If anyone thought that the Colorado Rockies’ extra-innings victory in the wild-card game portended more exciting playoff action to come, those people were dead wrong. All that was true about that 2-1 win against the Cubs remained true throughout Colorado’s three-game sweep at the hands of the Milwaukee Brewers: nobody on the team could hit the ball.
The Brewers played well in this series. They effectively bullpenned their way to a victory in Game 1 and came up with enough timely hitting to carry the day in Games 2 and 3. But they still would have easily won the series even if they had played demonstrably worse, and that’s because their opponent may as well have just stayed home.
The Rockies finished the NLDS with a team batting average of .146. They scored two runs in three games, struck out 30 times, and had just 14 hits in 96 at-bats, only three of which went for extra bases. It was embarrassing, and worst of all boring. Nobody wants to tune into playoff baseball just to watch nine guys take turns weakly grounding out to third.
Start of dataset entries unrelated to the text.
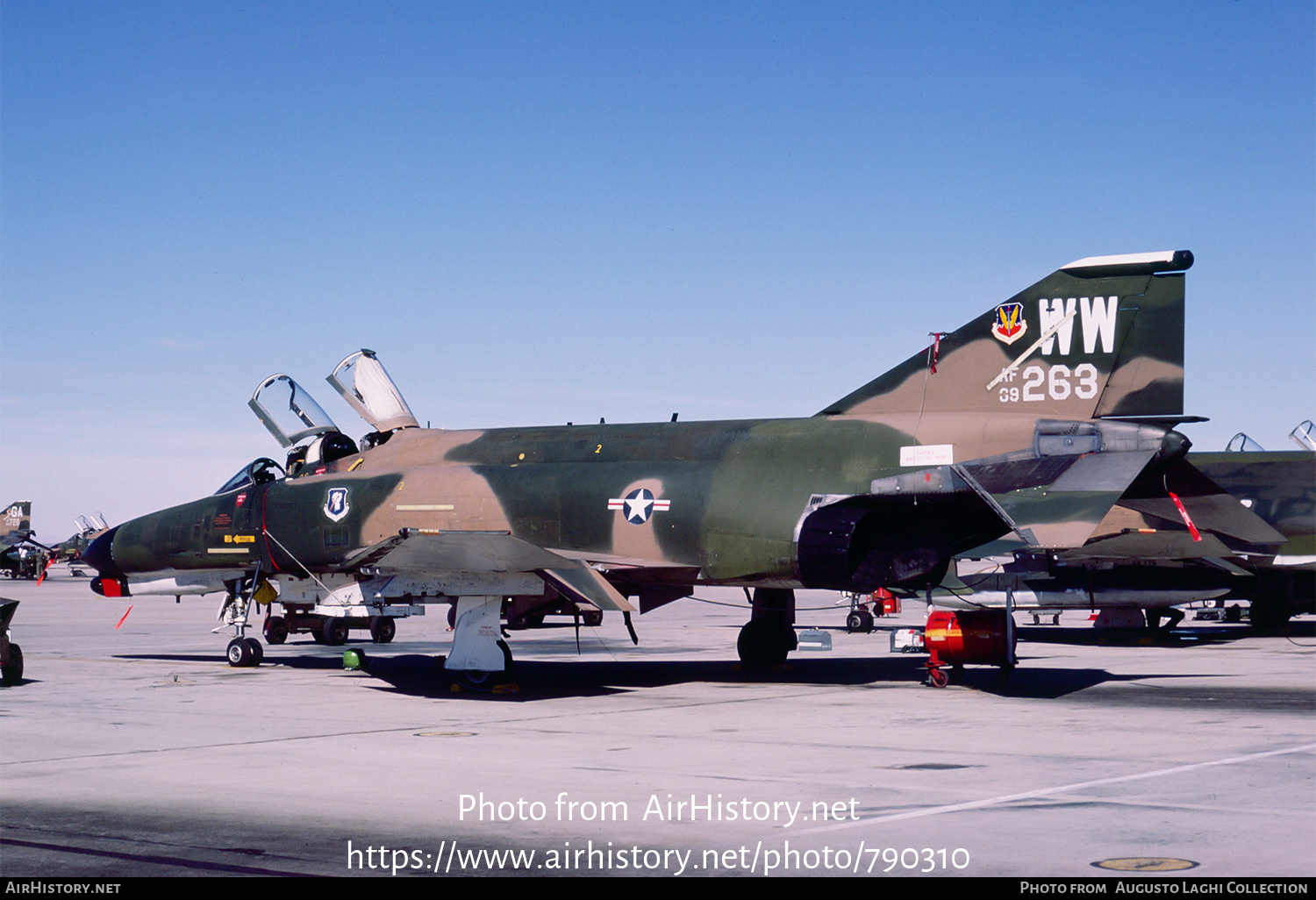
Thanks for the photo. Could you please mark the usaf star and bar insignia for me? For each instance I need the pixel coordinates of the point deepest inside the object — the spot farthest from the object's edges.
(639, 505)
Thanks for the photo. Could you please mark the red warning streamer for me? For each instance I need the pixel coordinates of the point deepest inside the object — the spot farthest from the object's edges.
(1187, 520)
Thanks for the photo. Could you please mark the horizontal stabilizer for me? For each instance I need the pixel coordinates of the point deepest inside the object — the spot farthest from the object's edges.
(584, 586)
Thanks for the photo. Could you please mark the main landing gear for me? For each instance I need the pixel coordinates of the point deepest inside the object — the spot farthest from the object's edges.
(244, 652)
(770, 632)
(479, 653)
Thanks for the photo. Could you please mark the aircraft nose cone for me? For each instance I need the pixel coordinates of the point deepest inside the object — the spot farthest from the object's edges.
(99, 555)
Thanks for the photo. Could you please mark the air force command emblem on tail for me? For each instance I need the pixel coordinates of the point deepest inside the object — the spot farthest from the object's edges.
(336, 504)
(1010, 323)
(639, 505)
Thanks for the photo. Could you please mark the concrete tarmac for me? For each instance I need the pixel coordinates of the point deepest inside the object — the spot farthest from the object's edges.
(137, 750)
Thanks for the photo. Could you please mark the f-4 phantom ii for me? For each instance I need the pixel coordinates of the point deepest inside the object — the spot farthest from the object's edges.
(1019, 431)
(20, 554)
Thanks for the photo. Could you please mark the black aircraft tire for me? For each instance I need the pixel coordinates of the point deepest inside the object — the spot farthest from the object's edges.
(765, 642)
(334, 632)
(858, 621)
(12, 673)
(275, 629)
(382, 629)
(239, 653)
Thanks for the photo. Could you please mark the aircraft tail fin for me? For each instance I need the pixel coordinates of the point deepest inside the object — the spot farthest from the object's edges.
(18, 516)
(1100, 337)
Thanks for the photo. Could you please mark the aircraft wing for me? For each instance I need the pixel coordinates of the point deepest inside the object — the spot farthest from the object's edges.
(420, 552)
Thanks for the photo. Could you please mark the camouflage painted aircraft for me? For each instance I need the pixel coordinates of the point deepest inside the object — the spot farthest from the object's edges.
(1019, 431)
(1145, 554)
(20, 554)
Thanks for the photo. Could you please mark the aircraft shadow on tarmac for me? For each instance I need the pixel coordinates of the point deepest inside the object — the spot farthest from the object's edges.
(423, 675)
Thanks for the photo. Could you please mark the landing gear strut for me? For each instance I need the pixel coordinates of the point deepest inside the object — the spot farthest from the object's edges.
(770, 633)
(244, 652)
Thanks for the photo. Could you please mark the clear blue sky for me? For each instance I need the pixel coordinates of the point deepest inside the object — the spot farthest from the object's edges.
(540, 212)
This performance may feel out of step for the Rockies, a franchise that has historically been able to fill out a lineup with brawny tater-mashers, but it really wasn’t. The truth is that this team hasn’t been very good at hitting for some time now. This was the second consecutive season in which the Rockies posted a team OPS+ of 90 in the regular season, putting them well in the bottom half of the league. The likes of Nolan Arenado and Trevor Story provide plenty of production, but so much of it gets tossed into black holes shaped like Ian Desmond and Gerardo Parra.
The irony in all of this is that the Rockies have been waiting 25 years to build a starting rotation capable of not embarrassing itself in the postseason. They finally got one this year—Kyle Freeland, Tyler Anderson, German Marquez, and Anotnio Senzatela all acquitted themselves nicely in their starts—but it all added up to dick because of how putrid the offense was.
The good news is that the young rotation may get even better in the coming years, the bad news is that the rest of the team has a good shot at remaining broken. Charlie Blackmon’s downward spiral may be starting earlier than the front office had hoped, Ian Desmond is still on the books for three more years, and they’ve still got $100 million tied up in a bullpen that fell flat on its face. Oh, and Nolan Arenado could begin demanding a trade at any time.
Even when the team is bad, Rockies fans have always had plenty of dingers and high-scoring games to look forward to. They might need to get used to finding as much joy as they can in watching Kyle Freeland lose a bunch of 2-1 games in the years to come.